Club tournaments, cannot cut into members tournaments.


----------



## Eagle33 (Jul 23, 2020)

Whether SCDSL is going to start or not will come down to field permits, which right now is very hard thing to come by.


----------



## JumboJack (Jul 23, 2020)

Eagle33 said:


> Whether SCDSL is going to start or not will come down to field permits, which right now is very hard thing to come by.


True. But a lot can change in three months. Hopefully it changes for the better.


----------



## notintheface (Jul 23, 2020)

This is going to be the greatest ever SCDSL season when the kids have to stay 6 feet away from each other. October. Right.


----------



## espola (Jul 23, 2020)

notintheface said:


> This is going to be the greatest ever SCDSL season when the kids have to stay 6 feet away from each other. October. Right.


It will be easy to play "possession" style.


----------



## SoccerFan4Life (Jul 23, 2020)

espola said:


> It will be easy to play "possession" style.

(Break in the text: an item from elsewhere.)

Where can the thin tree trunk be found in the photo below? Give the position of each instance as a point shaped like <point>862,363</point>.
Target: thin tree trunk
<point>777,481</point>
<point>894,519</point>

Kids are going to need water breaks every 10 minutes. It’s going to be rec all stars quality for the first few weeks


----------



## Spectator (Jul 24, 2020)

With fields unavailable and tryouts paused, does anyone know if there is a new player transfer date? In past years, it was 8/1.


----------



## Mosafie (Jul 27, 2020)

What going to change the field situation in October if school districts still stay online. I doubt schools open until after the Christmas breaks. If we are lucky.


----------